«Les Amerloques se sont bien foutus de la chancelière», «un grave coup aux relations germano-américaines»: la volte-face de General Motors, qui a finalement décidé de garder Opel, scandalisait jeudi la plupart des commentateurs allemands alors que les salariés se mobilisaient.

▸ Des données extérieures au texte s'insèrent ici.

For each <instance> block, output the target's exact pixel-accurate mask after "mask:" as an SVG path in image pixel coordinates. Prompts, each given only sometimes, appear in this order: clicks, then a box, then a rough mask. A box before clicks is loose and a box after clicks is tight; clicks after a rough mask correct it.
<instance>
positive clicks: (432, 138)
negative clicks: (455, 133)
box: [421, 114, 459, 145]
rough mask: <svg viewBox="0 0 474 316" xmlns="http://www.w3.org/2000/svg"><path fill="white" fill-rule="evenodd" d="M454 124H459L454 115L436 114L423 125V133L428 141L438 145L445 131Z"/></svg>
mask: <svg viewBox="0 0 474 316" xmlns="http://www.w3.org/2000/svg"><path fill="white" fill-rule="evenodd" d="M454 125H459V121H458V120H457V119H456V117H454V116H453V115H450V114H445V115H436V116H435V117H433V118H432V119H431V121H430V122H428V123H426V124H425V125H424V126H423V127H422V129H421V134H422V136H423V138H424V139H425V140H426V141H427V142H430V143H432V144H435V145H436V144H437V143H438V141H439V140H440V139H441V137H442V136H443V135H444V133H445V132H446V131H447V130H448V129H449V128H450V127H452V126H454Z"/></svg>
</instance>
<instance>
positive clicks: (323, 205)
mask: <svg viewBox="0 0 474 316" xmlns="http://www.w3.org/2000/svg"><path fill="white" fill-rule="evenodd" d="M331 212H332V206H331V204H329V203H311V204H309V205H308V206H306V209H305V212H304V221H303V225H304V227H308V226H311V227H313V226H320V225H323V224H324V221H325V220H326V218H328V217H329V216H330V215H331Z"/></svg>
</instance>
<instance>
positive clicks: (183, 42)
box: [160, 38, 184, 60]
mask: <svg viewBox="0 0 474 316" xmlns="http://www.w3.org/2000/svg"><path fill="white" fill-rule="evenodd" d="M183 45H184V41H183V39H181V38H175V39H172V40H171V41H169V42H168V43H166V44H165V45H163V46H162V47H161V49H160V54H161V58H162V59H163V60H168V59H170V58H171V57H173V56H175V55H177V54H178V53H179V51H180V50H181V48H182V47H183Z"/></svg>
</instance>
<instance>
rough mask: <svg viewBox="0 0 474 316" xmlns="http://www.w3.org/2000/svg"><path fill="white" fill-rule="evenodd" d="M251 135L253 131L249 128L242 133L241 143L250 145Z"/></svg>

L'ensemble de la presse fustigeait le revirement du constructeur automobile américain. Il y a moins de deux mois pourtant, il avait affirmé se rallier à la position défendue par Angela Merkel: une vente d'Opel à l'équipementier canadien Magna, adossé à la banque russe Sberbank.

 

Jeudi matin, des milliers de salariés d'Opel étaient rassemblés devant le siège du constructeur à Rüsselsheim, dans l'ouest de l'Allemagne, pour protester contre la décision de GM. Quelque 10 000 personnes étaient attendues, sans compter les manifestations prévues devant les autres usines allemandes du groupe.

 

Le feuilleton Opel, qui a connu de nombreux rebondissements depuis un an, est considéré comme stratégique par le gouvernement allemand, soucieux de préserver les 25 000 emplois en jeu en Allemagne.

 

Le 10 septembre, Angela Merkel avait tenu à annoncer elle-même, rayonnante, que la solution qu'elle privilégiait pour sauver le constructeur avait finalement été retenue par GM, une décision considérée alors comme définitive et qui sonnait comme un triomphe personnel pour la chancelière alors en campagne pour sa réélection.

 

Depuis, Mme Merkel a été réélue mais le coup de théâtre venu de Detroit a fait l'effet d'un «coup de tonnerre», selon le Frankfurter Rundschau. «Quelle honte, quel désastre» pour le gouvernement, se désolait le Süddeutsche Zeitung, soulignant que, en changeant d'avis à plusieurs reprises, «les dirigeants de (...) GM ont fait beaucoup de tort aux relations germano-américaines».

 

Que des perdants

 

«Opel, la grande arnaque», s'étrangle Bild, quotidien le plus lu d'Europe avec 3,5 millions de lecteurs. «Il n'y a que des perdants» dans cette affaire, y compris GM «dont la réputation est ruinée», selon le tabloïd qui fustige «les Amerloques». «Plus personne ne fait confiance au groupe américain».

 

Plusieurs quotidiens évoquaient un «chantage» de GM sur les salariés d'Opel, car il les aurait «menacés d'une faillite s'ils s'opposaient à la restructuration» du groupe, qui doit se solder par 10 000 suppressions de postes en Europe, soit 20% des effectifs.

 

Ce chiffre, avancé mercredi soir par le vice-président de GM, John Smith, est sensiblement le même que celui évoqué jusqu'à présent en cas d'acquisition d'Opel par Magna/Sberbank. La différence devrait porter sur la répartition des coupes entre les usines européennes. Plusieurs partenaires de l'Allemagne lui avaient d'ailleurs reproché, à travers la solution Magna, de privilégier les usines allemandes face à celles basées ailleurs en Europe.

Au-delà de la colère contre GM, plusieurs éditorialistes soulignaient toutefois que le gouvernement allemand payait le prix de son entêtement et de son aveuglement. Berlin a «commis de graves erreurs», notamment en misant trop tôt sur une seule solution, juge ainsi le Süddeutsche Zeitung.

 

L'opinion publique allemande s'est enferrée dans une «perception faussée» de la situation d'Opel, l'imaginant à tort compétitive, souligne le Frankfurter Allgemeine Zeitung.

 

Pour l'hebdomadaire Die Zeit, Opel présente de toute façon «un grand risque, quelle que soit l'entreprise qui la contrôlera à l'avenir» car «le marché automobile européen est marqué par de grandes surcapacités. Quand on y regarde de près, l'argent des contribuables serait plus en sécurité partout ailleurs que chez Opel», conclut-il.